“I can’t breathe!” The sound of my half-yell echoed in the narrow chamber. Did I really just yell at the technician? For the first time I questioned whether I could do this.
Arming myself with the Scripture, “All things are possible with God,” I had arrived at the hospital determined not to worry. But now, in this tiny airless space, I thought I would come out of my skin if I couldn’t escape.
“I can turn on a fan if you’d like.” The technician’s calm voice grated like razor-sharp nails on a chalkboard.
“There’s no air!” The scream in my head came out as a desperate croak.
“Do you need to take a break?”
His calm manner only increased my stress. “Yesss,” I hissed at him. I did not need to be handled, I needed to get out!
Having a touch of claustrophobia, I expected the MRI to be a challenge. The information I found online said as many as 25 percent of MRI patients are unable to complete the procedure because of the overwhelming sense of being trapped.
Now I found myself amazed at my initial willingness to allow the technician to fasten my head down to a bench, put a web-like mask over my face, and slide me head first into a narrow tube. The tube completely surrounded me from the top of my head to somewhere below the knee. It felt like a coffin.
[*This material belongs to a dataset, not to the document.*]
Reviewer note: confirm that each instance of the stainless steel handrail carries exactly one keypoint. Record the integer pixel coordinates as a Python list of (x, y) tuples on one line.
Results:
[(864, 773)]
Five minutes later, I was agreeing to go back into that coffin. I had no choice if I wanted to get the medical care my doctor recommended.
I focused on the details the technician decided to provide this time. I would be in the tube for 45 minutes and halfway through he would come and inject dye into my veins. After my initial panic, he now provided a communication ball for me to squeeze if I needed to get out.
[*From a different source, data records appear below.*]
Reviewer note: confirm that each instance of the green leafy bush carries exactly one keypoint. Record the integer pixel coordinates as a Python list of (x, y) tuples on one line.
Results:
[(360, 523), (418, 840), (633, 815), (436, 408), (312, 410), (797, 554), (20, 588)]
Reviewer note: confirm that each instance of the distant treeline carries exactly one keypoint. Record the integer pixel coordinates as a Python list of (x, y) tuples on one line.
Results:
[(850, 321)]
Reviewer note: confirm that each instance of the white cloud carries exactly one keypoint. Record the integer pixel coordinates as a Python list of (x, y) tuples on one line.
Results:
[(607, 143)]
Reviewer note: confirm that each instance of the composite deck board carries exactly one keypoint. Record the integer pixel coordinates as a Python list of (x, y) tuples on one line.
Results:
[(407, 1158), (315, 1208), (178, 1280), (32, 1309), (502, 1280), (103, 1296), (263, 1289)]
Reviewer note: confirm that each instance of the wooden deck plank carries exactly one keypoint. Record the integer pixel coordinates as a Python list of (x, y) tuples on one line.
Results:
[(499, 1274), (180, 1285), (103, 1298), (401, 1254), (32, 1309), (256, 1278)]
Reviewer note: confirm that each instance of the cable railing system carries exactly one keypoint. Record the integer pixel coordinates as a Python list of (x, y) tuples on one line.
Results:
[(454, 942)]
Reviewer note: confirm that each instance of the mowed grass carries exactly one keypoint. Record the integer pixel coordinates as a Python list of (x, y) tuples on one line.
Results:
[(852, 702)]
The pressure of the anxiety roared in my ears. I could not do this alone. Jesus is right here, I reminded myself. Focus on Him. In that confined space, I sensed him in the very molecules of the air separating me from the face mask, and I felt the beginnings of peace. I found the peace that surpasses all understanding.
If I had been able to stay focused on Jesus, I think I would have been able to complete the MRI. However, the MRI technician’s failure to respond to my question a few minutes later distracted me. After a dozen attempts at making contact, what started out as a reasonable, “Hello, I have a question,” ended with the frantic demand, “Let me out of here!”
I left the hospital that day without asking the technician to explain why it took so long for him to respond. It didn’t matter to me as I had no intention of having any future contact. Later, I wondered how many ongoing relationships I may have limited in the same way.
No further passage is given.